CX7F4E Ely Cathedral, Ely, Cambridgeshire, England, UK

Ely Cathedral in Cambridgeshire, UK

Ivan Vdovin/Alamy

Climate change and biodiversity loss represent a different form of existential threat that we are failing to tackle…

The problem is that when something sudden like covid-19 happens, politicians and the public are immediately aware that they must do something about it, whereas, with these slow-burners, we are rather like the frog in the pot of water that is being heated – not taking action until it is too late to escape.

Do you despair at our inability to think longer term?

There’s a paradox that strikes me whenever I visit Ely Cathedral, an amazing building just a few miles away from where we are sitting. It was built by masons as a structure that wasn’t to be finished in their lifetime, but which still inspires us 800 years later. We can’t think long term like they did. I think the reason is that those masons thought their grandchildren would live similar lives to them. Now, however, the pace of technological change means we don’t know enough about the preferences of people half a century in the future to be able to make confident plans. Although our horizons in space and time have hugely expanded, our capacity to do reliable long-term planning is less than it was in medieval times.

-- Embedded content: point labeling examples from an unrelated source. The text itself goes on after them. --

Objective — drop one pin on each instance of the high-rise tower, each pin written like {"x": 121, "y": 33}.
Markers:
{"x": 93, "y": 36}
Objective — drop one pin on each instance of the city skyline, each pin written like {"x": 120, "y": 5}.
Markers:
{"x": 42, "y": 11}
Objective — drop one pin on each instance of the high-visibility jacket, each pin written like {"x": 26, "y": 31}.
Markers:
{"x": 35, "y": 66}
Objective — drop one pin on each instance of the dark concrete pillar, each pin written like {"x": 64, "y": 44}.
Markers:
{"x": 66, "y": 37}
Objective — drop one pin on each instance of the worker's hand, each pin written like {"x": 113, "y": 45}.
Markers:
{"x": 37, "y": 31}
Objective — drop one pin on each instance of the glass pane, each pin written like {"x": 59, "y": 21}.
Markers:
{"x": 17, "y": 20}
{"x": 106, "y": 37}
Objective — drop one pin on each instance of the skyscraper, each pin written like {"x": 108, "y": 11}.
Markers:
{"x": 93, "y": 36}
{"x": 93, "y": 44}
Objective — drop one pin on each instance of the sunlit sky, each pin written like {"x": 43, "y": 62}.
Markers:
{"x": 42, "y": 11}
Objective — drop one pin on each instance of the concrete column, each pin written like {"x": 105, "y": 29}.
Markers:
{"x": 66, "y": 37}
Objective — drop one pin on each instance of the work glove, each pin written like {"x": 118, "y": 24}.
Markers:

So meeting climate targets isn’t enough to plan for future generations?

Even if a country such as the UK meets its net-zero target by 2050, that is only a small contribution. What’s more important is what happens to the 4 billion people who will be in India or sub-Saharan Africa by 2050, and who are going to need more per-capita energy if they are to develop. If we can somehow enable them to leapfrog directly to clean energy, just as they’ve leapfrogged directly to smartphones having never had landlines, then that will be something which does more for the world than simply meeting our own targets.

When you started out as a scientist, it was the middle of the space race. Now, we’re back there again. Is space the solution to our problems?

I think it’s a dangerous delusion to imply, as Elon Musk does, and as my late colleague Stephen Hawking did, that there could be mass migration to Mars to avoid Earth’s problems. Dealing with climate change on Earth is a doddle compared to terraforming Mars to make it habitable.

Should we be sending astronauts to space at all?

If I was from the US, I wouldn’t want my tax money to go to NASA’s space programme for human space flight. Miniaturisation and robotics are advancing fast, so the practical case for astronauts is getting weaker all the time.

What about Elon Musk, Jeff Bezos and the other billionaires attempting it?

They can do it more cheaply and can afford to take higher risks than NASA or any Western government could impose on publicly funded civilians. If you look back to the space shuttle, it was launched 135 times and failed twice, resulting in catastrophic crashes.

Each of those was a big trauma in the US. But a less than 2 per cent failure rate is acceptable to test pilots and thrill seekers. If Messrs Bezos and Musk want to have a programme of human space flight for thrill seekers prepared to take a risk, that is great. But they shouldn’t present it as tourism.

One reason why I wish them luck is that human enhancement is going to be strongly regulated on Earth. But if there are these guys in a hostile environment on Mars, they would have every incentive to adapt themselves to that environment and they’d be away from the regulators. So if there is to be a post-human species, then it could evolve fastest from the progeny of these bold pioneers.

Which achievements are you most proud of when you look back on your life as a scientist?

I wouldn’t claim any great individual achievements, but I think I’ve been very lucky to have contributed to exciting debates that have led to a growth in the understanding of the cosmos, galaxies and stars.

I think when the history of science in this half-century is written, then the expansion in our understanding of the cosmos will be one of the exciting chapters.